Today I’m happy to present a guest post article from JFT who was so kind to describe his project where he uses several C++17 features.
He shared the process of building a menu that is based on std::any, std::variant and std::optional.

Have a look!

Background  

This article arose from Bartek’s blog regarding std::any where he asked for examples of usage. This followed his excellent series of articles on the new C++17 std::any, std::variant and std::optional features.

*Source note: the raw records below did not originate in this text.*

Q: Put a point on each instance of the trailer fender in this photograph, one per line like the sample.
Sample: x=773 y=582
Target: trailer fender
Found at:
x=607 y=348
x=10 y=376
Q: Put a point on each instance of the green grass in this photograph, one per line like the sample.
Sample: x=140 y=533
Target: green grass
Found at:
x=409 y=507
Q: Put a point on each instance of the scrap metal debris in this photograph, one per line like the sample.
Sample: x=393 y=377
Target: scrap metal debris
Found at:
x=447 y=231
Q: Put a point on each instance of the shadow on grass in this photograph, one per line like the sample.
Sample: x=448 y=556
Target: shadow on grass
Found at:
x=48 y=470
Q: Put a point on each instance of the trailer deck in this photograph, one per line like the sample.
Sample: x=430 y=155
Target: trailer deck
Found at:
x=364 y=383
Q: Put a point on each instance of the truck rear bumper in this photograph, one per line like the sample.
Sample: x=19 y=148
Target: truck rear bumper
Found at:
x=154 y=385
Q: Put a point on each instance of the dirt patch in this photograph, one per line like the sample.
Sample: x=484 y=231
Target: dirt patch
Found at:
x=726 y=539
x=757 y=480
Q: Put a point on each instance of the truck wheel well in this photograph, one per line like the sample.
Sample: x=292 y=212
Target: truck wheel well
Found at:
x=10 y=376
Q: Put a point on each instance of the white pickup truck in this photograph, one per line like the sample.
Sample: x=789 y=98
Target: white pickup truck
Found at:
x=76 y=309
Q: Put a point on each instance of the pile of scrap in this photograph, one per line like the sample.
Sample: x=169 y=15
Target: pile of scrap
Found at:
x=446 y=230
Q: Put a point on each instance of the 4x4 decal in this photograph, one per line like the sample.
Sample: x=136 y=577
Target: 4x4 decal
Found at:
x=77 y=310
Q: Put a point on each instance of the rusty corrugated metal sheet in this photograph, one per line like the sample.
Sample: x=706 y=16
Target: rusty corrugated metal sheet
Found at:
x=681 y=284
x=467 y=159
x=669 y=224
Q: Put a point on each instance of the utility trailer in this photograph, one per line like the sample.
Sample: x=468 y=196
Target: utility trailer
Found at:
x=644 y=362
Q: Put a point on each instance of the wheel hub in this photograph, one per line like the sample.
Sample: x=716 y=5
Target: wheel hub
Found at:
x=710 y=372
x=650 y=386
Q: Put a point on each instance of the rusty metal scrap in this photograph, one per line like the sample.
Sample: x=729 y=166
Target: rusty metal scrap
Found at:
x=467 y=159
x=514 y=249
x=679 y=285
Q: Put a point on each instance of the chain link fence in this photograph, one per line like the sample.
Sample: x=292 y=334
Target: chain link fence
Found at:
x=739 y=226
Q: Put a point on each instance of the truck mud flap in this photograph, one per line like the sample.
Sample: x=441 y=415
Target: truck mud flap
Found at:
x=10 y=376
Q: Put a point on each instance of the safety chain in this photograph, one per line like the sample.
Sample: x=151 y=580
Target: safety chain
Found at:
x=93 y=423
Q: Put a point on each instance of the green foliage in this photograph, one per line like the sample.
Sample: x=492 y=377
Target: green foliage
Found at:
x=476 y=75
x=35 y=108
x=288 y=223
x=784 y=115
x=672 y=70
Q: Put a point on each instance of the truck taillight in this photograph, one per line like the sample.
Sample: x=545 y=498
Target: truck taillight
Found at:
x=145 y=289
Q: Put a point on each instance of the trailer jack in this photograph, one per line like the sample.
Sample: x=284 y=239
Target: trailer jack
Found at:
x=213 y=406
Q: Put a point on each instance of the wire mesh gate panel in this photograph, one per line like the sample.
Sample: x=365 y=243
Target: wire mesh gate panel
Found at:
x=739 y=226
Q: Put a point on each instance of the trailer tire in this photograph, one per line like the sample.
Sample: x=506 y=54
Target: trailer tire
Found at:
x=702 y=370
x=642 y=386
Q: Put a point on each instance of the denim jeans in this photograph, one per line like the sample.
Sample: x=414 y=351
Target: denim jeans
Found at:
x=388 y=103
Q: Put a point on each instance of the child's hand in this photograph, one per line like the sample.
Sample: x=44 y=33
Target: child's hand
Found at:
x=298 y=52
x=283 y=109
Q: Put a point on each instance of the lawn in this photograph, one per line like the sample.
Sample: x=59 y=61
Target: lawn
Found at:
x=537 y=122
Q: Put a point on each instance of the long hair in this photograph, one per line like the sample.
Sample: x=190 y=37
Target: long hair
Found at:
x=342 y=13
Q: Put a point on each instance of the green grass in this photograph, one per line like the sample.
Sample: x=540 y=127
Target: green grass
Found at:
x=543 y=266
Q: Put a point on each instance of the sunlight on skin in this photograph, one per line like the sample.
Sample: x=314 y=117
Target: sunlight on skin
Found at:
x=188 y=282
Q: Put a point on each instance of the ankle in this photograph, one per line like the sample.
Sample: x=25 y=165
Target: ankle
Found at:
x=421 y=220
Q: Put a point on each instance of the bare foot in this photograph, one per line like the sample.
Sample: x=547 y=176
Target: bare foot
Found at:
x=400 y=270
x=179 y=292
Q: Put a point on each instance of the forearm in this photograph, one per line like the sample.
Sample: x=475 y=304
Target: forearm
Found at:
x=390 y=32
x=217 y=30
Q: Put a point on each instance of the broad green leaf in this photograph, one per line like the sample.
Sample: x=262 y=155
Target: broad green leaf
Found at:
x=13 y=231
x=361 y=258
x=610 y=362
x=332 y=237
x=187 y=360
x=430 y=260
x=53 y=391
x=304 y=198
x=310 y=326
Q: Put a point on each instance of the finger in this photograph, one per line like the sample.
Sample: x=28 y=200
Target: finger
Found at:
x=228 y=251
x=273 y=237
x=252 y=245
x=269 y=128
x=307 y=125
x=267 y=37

As I had already been ‘playing around’ with these when I was learning these new C++17 features (yes, we all have to do the book-work to learn new language features – knowledge suddenly doesn’t get implanted into us, even in Bjarne’s case!), and had produced some code that formed the basis of a command-line menu system as a non-trivial example, I posted a link to this code http://coliru.stacked-crooked.com/a/1a5939ae9ce269d2 as a comment to the blog. Bartek has kindly asked me to produce this guest blog describing this implementation.

Put Simply  

What I developed is a very simple command-line menu class and associated utility functions. These utility functions provide the easy means to obtain console input – which as every C++ programmer knows – is fraught with issues regarding stream state etc etc etc for ‘bad input’.

Then there is the menu class. This enables menus to be created and linked together. A menu item displayed can be either a call to a specified function or to reference another menu – or to return to the previous menu if there was one. So the menus are sort of hierarchical.